Green Pre-commercial public procurement at the Stockholm County Council

By acting as technologically demanding first buyers, public procurers can drive eco-innovation from the demand side. In addition to improving the quality and sustainability of public services, this can help creating market opportunities for companies and their innovative and sustainable products and services. The Stockholm County Council actively uses Pre-commercial Public Procurement (PCP) to improve its public transportation and other services while reducing environmental impact.

The challenge

The Stockholm County Council (SCC) first introduced pre-commercial sustainable procurement when looking for new eco-friendly ambulances in 2005. The main driver for the new procurement methodology was the need for reducing the environmental impact and promoting a healthier living environment, whilst at the same time offering high quality ambulance services to the public.


The measure

The procurers’ overall objective to use the pre-commercial public procurement is to define new products and services of which they are in need (they will be the end-users of the product). Often however these improvements are so technologically demanding that no commercially viable solution yet exists on the market. New research and development (R&D) is the solution. Pre-commercial procurement is therefore the procurement of eco-innovation and R&D services. During the pre-commercial phase research is done and the new product developed, prototyped and tested. Afterwards the public administration can proceed with the commercialisation of a technology via the normal procurement process. SCC has introduced strict sustainability criteria in the PCP process.

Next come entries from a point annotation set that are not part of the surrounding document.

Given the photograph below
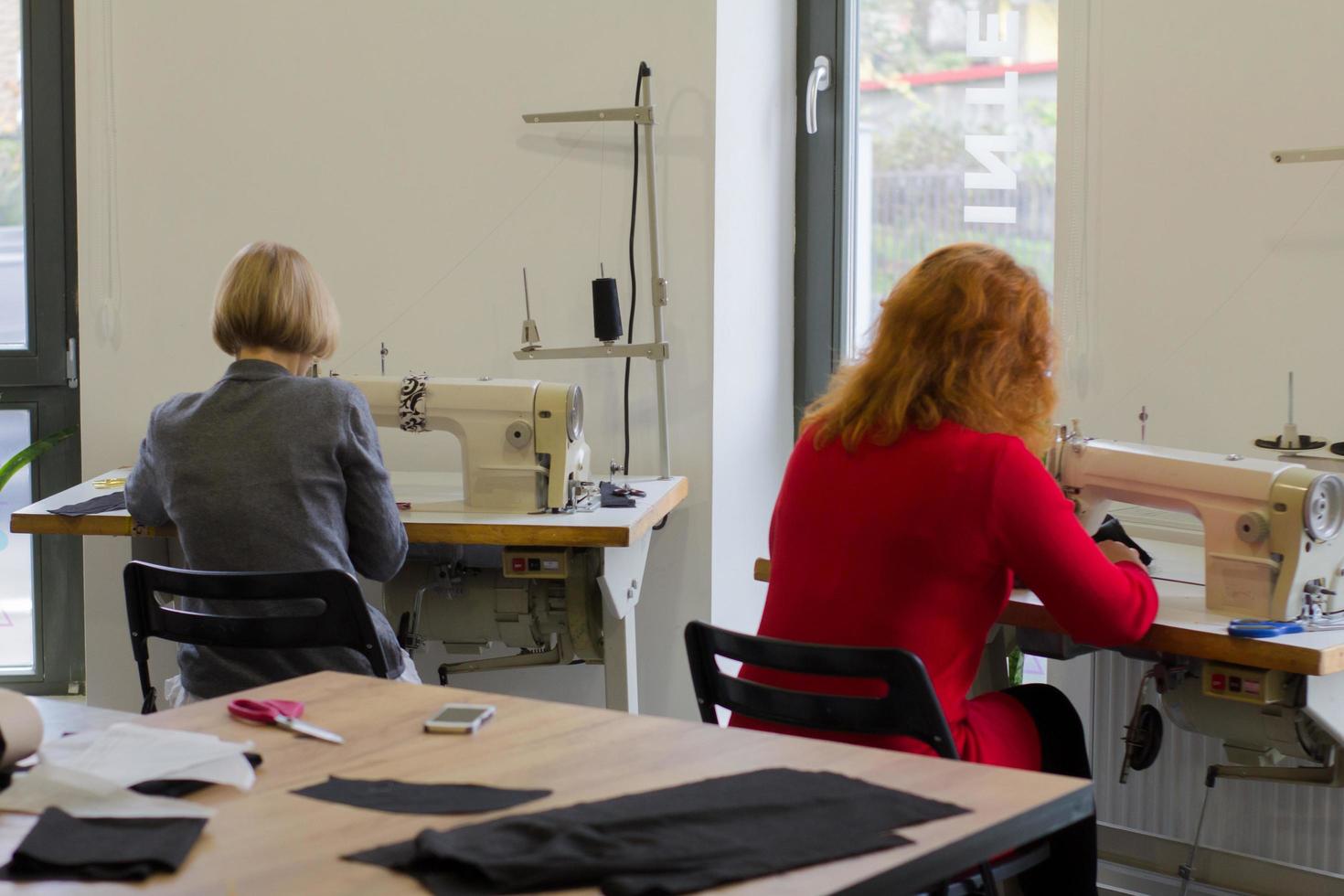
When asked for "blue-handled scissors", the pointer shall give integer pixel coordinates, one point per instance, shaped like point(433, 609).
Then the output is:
point(1263, 627)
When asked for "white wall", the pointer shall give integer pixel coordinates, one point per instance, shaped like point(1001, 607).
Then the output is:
point(1209, 272)
point(385, 140)
point(752, 283)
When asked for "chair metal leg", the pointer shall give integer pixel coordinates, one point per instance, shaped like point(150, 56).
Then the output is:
point(987, 876)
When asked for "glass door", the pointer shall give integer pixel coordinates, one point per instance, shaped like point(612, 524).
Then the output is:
point(40, 581)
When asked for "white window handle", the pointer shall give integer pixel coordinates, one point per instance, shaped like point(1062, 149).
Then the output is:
point(817, 80)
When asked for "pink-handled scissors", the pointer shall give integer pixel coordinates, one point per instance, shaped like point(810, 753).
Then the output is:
point(283, 713)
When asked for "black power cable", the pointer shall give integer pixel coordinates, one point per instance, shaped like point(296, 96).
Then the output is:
point(635, 288)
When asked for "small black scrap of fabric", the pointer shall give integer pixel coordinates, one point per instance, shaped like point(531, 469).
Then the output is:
point(60, 847)
point(668, 841)
point(612, 500)
point(1113, 531)
point(182, 786)
point(418, 799)
point(1110, 529)
point(101, 504)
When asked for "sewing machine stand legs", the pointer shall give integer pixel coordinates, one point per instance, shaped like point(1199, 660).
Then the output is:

The most important PCP results by the SCC are the following:

  • More than half of the Stockholm County public transport uses renewable fuels;
  • World’s first green ambulance in 2009;
  • Innovative green IT equipment in Stockholm County Council;
  • Reduced carbon footprint other emissions;
  • Substantial change in the way of thinking towards green and innovative solutions;
  • Creating demand for green and innovative solutions on the market.

Lessons learnt

PCS enables the public sector to procure goods and services better adapted to their needs. On the other hand it is also supporting private demand. The suppliers, private companies, have the opportunity to develop innovative goods or services, which in the long run can enhance their profit.

PCP reduces risks and uncertainties typical for R&D, prototyping and testing: the suppliers share this risk with the procurers who commit to public grant partial funding for R&D in a specific project. The Swedish case is a ‘win-win’ situation, with SCC providing support to the innovation competence of firms and support to business in general by fully funding the whole R&D process and getting the desired innovative goods.

A specific success factor in the case of Sweden is the good level of dialogue with suppliers, which helps to better understand the market while the companies to become acquainted with the real needs of the procurers. Also important is support from higher political levels and administration stakeholders, as well as strategic planning.

Further deployment

PCP by the SCC is estimated to be 6 on the GML scale; the concept is implemented to full scale in the domains of sustainable transport, healthcare and administration.